In Maryland, for the third time in four days the state set a new single-day record high – reporting 2,726 new cases of the coronavirus on Monday. Virginia also reported a new single-day high of 2,677 cases, although the Virginia Department of Health is attributing some of that number to data server maintenance over the weekend.
D.C., for its part, didn’t set any new records on Monday.
Welcome to the WUSA9 coronavirus blog, where we do our best to keep you up-to-date on how things are going with the pandemic in D.C., Maryland and Virginia
How are things going in the DMV?
In a word? Bad.
D.C. is now averaging 140 new cases of the virus a day. To put that in context, the city was averaging 92 cases a day on May 29 when it entered Phase 1 of reopening, and just 32 cases a day on June 22 when it entered Phase 2. Monday’s average number is nearly three times that.

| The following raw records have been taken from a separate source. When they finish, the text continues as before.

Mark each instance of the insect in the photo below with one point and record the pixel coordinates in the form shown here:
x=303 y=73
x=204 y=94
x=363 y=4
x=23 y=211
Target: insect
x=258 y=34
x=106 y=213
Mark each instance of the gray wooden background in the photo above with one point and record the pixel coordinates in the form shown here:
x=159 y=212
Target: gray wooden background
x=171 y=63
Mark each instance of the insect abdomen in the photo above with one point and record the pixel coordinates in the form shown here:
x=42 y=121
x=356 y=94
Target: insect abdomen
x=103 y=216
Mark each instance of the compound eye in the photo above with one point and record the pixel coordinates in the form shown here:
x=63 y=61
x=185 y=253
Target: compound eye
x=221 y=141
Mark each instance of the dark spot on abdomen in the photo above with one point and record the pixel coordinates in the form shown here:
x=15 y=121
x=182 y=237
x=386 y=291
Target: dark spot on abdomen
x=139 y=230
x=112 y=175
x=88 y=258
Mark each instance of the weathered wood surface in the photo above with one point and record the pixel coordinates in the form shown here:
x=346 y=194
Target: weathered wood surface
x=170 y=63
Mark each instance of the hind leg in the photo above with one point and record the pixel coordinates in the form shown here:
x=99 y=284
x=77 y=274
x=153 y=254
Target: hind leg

Maryland is now averaging more than 1,700 new cases a day and Virginia is averaging just under 1,600 new cases a day – both record highs. The Maryland Department of Health said last week that one of the big drivers of that number has been new cases in people under the age of 30 – and that, unlike earlier in the pandemic, they’re also seeing hospitalizations in that age group rise significantly as well.

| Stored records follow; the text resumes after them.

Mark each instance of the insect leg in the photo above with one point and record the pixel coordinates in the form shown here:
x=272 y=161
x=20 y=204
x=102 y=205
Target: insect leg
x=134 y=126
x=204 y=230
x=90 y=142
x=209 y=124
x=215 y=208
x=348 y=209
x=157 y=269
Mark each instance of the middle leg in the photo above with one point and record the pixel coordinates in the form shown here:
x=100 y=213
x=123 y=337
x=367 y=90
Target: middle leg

The governors of both states responded to the rising numbers last week by imposing – re-imposing, really – new restrictions. In Maryland, those restrictions mean indoor dining capacity is cut back again from 75% to 50%. Indoor gatherings of 25 people or more are strongly discouraged, and the state is advising residents to avoid nonessential travel to states with positivity rates above 10% – which is most states.
Virginia hasn’t so far reinstituted travel restrictions as Maryland and D.C. have, but on Monday a slew of other new measures went back into place, including slashing public and private gatherings from 250 to 25 people and the implementation of a new Class 1 misdemeanor penalty for essential retail stores that aren’t following state mandates.

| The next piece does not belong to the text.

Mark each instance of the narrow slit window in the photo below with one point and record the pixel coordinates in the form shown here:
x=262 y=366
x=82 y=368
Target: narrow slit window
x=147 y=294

What I’m keeping an eye on this week
Hospitalizations. The long and short of it is that they’re moving in the wrong direction all across the DMV.
In Maryland particularly, COVID-19 hospitalizations are skyrocketing. They’ve increased by 88% just since Nov. 1. As of Monday, 985 hospital beds in the state are occupied by coronavirus patients – of which more than 230 are on ventilators.
The situation in the state has gotten so bad that Gov. Larry Hogan’s most recent executive order activated the next level of the state’s hospital surge capacity planning. That means looking for more health care staffing and alternative care facilities.
Virginia now has more than 1,300 COVID-19 patients in hospital beds, which hasn’t been the case since early June. The commonwealth never really saw its hospitalization numbers drop the way Maryland did, though. It had been averaging between 900-1,000 beds in use for the virus consistently for months prior to the current spike.
D.C. last week briefly saw its citywide hospital utilization jump over the 90% mark, which is where DC Health draws the line to determine that the city has insufficient capacity.
I reached out to the mayor’s office and DC Health about those numbers on Friday. They said the city has additional surge capacity that isn’t reflected in the numbers on the coronavirus dashboard. They also told me that, as of Friday, there were no city hospitals on diversion – which means for now there are no hospitals that have said they’re so full they can’t take any more patients.
It was beautiful outside this weekend. Sunny and 66 degrees in D.C. I took advantage of it to take a long walk down to the Potomac and back.
Also on Saturday, Maryland set a new record high (since broken again) for average daily coronavirus cases. It was one of the top 10 worst days of the pandemic in Virginia.
In a month, it won’t be shorts weather. It’ll be cold, and we’ll all be stuck inside again. If things don’t change drastically, the record numbers we’re seeing now could just be the start of the peak we’ll see once winter comes.